2.) A demo is a very good idea because - as I said - the players ALWAYS prefer it instead of using the refund option offered by Steam.

3.) Creating a serious game like Wigmund (which took us five years) is easy compared to promoting it. This is a thing which in the context of the current, overwhelmed market MUST BE very seriously taken into consideration. To create a serious game WITHOUT the knowledge or the money necessary to pay a good/serious PR/Marketing company can be the path to failure.

4.) It seems that the best strategy is to "test" the game with a demo and a Kickstarter campaign (which, beware!, costs money to be promoted).

5.) Another unexpected but essential thing: if you are creating something that is in a genre where many big AAA companies are dominating the scene, your game will be compared to their games (which is unfair, but unavoidable and understandable).

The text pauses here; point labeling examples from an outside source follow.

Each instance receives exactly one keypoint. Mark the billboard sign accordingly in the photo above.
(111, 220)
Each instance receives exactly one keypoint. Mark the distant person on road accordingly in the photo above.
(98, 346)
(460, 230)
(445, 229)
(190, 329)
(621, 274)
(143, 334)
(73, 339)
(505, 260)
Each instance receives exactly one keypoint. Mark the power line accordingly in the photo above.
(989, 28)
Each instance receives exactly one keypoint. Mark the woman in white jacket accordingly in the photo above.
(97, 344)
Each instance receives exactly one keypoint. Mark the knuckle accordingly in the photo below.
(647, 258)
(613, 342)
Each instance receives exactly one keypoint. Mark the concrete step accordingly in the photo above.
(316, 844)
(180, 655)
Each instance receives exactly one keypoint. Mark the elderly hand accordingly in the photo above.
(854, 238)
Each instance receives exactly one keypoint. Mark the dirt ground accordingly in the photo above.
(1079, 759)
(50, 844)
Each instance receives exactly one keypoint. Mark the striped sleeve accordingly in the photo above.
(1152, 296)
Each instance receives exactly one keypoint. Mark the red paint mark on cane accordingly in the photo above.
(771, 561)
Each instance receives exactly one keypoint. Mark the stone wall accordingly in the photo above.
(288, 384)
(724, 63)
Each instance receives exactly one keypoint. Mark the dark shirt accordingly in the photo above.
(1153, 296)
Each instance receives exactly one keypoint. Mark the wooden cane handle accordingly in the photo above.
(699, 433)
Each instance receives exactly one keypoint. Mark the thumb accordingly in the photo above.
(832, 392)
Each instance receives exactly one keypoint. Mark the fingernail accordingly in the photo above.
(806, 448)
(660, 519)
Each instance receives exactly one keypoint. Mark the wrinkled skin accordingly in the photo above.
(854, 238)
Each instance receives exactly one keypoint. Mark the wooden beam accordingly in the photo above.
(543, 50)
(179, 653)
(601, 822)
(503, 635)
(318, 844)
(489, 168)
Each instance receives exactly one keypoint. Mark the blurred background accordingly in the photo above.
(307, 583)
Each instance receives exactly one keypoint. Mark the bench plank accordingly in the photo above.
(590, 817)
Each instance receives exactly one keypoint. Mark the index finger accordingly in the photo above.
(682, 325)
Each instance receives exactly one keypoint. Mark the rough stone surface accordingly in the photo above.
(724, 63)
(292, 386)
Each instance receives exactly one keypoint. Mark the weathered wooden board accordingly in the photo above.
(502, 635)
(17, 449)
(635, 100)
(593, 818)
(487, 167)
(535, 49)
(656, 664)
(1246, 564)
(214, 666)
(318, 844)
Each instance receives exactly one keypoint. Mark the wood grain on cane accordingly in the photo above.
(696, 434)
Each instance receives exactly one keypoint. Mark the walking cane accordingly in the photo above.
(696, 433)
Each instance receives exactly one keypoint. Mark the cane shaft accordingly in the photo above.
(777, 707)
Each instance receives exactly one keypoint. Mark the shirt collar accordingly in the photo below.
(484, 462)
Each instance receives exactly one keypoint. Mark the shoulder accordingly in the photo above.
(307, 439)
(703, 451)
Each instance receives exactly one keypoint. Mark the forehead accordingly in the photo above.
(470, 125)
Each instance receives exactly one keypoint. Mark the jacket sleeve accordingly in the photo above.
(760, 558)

6.) Many reviewers, journalists and players do NOT have the same patience and goodwill with an indie game as they do with a famous, well promoted AAA game.

7.) Point 6.) is ESPECIALLY applicable when an indie team is trying to propose something really different (like our game-play). We have been asked many times: "Why couldn't you make a game-play like in Path of Exile or like in Divinity. Original Sin?" We can ask back: why make a clone? Unfortunately, many would recommend you to create a clone instead of trying something new/different. Of course, it is clear that if you are trying this as an Indie team, the risk is maximum. 

CSH: I’m sorry you’ve had that sort of experience with reviewers and journalists but I suppose that’s just one of the risks you have to take when you’re daring to try something new – which, I suspect, is part of the reason AAA companies just keep producing cookie cutter games.  And why I find myself playing more and more indie games.  Anyway, that’s a wrap unless you had anything else you’d like to add?

Ioan:  This is all we have for now. Thank you for this opportunity!  



No Ioan, thank you!  I know developers are always very busy so I’m always extremely appreciative when they’re willing to set time aside to talk to me.  I had a lot of fun with Wigmund as-is but I’m looking forward to playing through it all again when the full release comes out.